Tuesday, January 13, 2009

He's Just Not That Into You and Why Relationships are Complicated

There's a film coming out based loosely on the book He's Not that Into You, and its given me some good raw material for thinking and writing.

Why do guys tell us they like us and then turn around and live like they couldn't care less? Why do girls act clingy, needy, and suddenly lame when they get into a guy? Why do so few men ask women on dates? I personally don't think a date is that big of a deal, and the worst that can happen is that the girl says no. I am one of the many single women in DC who is frustrated with the status quo, frustrated with the lack of men with enough guts to ask women out, frustrated with the lack of interesting men in the first place.

Is it this city? Perhaps, but it's part of a larger problem: we were designed for a certain type of relationship but as a result of the fall of man we can't quite grasp it for all it was intended to be. And so, we idolize people of the opposite sex, we date and break up, we get into bad marriages, we (women) lead men on because we just want attention. Meanwhile, guys with good intentions create things like "the friend zone" in hopes of shielding girls' hearts; doubtful. And girls reject perfectly good guys because they don't want them to read too much into a date; and so, the same guys who have the guts to ask girls out start having low self-confidence because women won't take them up on their offers.

All of this makes me sad, and it doesn't give me a ton of hope for the future, but I have enough hope to know that it can work and it can be good if two people will commit to love each other in a covenantal sort of way. Admittedly, I can't really do this subject justice, but at the same time think we need to talk about it more openly.

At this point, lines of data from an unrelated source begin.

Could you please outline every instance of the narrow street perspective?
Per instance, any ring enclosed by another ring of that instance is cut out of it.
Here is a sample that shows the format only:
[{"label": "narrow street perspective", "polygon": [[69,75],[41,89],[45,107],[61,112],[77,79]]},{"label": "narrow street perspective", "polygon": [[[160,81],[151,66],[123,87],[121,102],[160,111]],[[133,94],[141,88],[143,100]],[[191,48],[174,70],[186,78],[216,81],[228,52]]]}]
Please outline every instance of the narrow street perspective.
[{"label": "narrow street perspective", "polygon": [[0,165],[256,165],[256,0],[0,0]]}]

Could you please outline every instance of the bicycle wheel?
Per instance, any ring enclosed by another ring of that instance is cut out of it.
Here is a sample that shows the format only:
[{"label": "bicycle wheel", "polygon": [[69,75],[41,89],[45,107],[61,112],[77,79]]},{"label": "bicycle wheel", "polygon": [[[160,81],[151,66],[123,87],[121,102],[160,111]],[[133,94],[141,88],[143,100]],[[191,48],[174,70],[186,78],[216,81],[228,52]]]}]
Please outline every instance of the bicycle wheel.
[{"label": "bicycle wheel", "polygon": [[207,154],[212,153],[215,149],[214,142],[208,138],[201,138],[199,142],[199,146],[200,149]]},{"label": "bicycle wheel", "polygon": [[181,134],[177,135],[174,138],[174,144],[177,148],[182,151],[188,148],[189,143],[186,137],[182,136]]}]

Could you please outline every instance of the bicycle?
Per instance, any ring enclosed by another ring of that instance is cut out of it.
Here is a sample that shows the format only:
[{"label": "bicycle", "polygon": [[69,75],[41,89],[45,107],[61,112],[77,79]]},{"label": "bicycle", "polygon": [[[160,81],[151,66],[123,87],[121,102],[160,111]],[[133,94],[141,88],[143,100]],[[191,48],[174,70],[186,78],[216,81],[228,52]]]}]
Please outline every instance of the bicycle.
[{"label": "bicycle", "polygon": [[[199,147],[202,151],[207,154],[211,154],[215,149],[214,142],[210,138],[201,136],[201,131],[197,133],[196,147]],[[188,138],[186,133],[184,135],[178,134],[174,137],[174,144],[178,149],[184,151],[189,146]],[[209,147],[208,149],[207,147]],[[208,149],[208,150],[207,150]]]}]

I spent last night talking to a friend who was working through yet another grey relationship, a friendship with a guy who texts her regularly but doesn't have the guts to pick up the phone and call her. Lame. Men, stop leading women on. If you aren't that into them, then leave them alone. If you are, then grow up.

I know it isn't that simple, but why can't it be? Can we work towards a better sense of relationship between the sexes?